Siemens Medical Solutions USA, Inc recalls System AXIOM Aristos FX - Product Usage: A dedicated x-ray system with a flat panel detector which allows the acquisiti…

Recall date

April 6, 2020

Source

U.S. Food & Drug Administration (FDA) — enforcement report

Recall number

Z-1764-2020

FDA classification

Class II

Brand / firm

Siemens Medical Solutions USA, Inc

Sold / distributed

Worldwide Distribution

Why it was recalled

It was determined that in rare cases persons can receive low dose of unintended radiation. The system performed exposures without the exposure button being pressed. Exposure will be released for less than 500ms, therefore, the overall dose is estimated at 0.01mSv or less than 500 mGy in total.

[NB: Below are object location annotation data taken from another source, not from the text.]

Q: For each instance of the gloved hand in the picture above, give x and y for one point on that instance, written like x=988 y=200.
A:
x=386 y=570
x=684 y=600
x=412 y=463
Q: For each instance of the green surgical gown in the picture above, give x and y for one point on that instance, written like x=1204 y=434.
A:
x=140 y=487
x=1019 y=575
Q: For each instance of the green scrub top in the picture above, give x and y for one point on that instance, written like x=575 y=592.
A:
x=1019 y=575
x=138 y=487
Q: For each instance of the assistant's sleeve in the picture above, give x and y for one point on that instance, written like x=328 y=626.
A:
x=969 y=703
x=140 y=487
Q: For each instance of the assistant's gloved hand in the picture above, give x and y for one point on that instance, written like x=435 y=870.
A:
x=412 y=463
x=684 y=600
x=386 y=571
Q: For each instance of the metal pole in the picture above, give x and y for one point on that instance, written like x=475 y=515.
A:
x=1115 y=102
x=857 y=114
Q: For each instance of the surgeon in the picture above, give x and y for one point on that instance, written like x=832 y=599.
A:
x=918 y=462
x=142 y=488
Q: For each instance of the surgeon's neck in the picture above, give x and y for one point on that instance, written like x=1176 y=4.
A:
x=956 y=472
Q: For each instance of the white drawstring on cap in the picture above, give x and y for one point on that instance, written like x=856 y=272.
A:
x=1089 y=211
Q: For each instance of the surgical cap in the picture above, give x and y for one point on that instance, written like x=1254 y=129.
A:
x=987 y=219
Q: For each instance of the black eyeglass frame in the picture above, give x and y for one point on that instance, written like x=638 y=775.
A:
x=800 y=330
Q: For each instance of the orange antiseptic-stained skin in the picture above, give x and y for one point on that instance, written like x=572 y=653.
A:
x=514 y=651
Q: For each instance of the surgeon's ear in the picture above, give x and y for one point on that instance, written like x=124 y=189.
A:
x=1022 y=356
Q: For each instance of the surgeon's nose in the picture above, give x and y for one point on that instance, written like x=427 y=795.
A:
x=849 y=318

Class II means using this product may cause temporary or medically reversible health problems; the chance of serious harm is remote.

What was recalled

System AXIOM Aristos FX - Product Usage: A dedicated x-ray system with a flat panel detector which allows the acquisition of x-ray exposures without the use of conventional film/screen systems. The MPRS allows radiographic exposures of the whole body including skull, spinal column, chest, abdomen, extremities, and excluding mammography. Radiographic exposures may be taken with the patient in sitting, standing, or supine positions.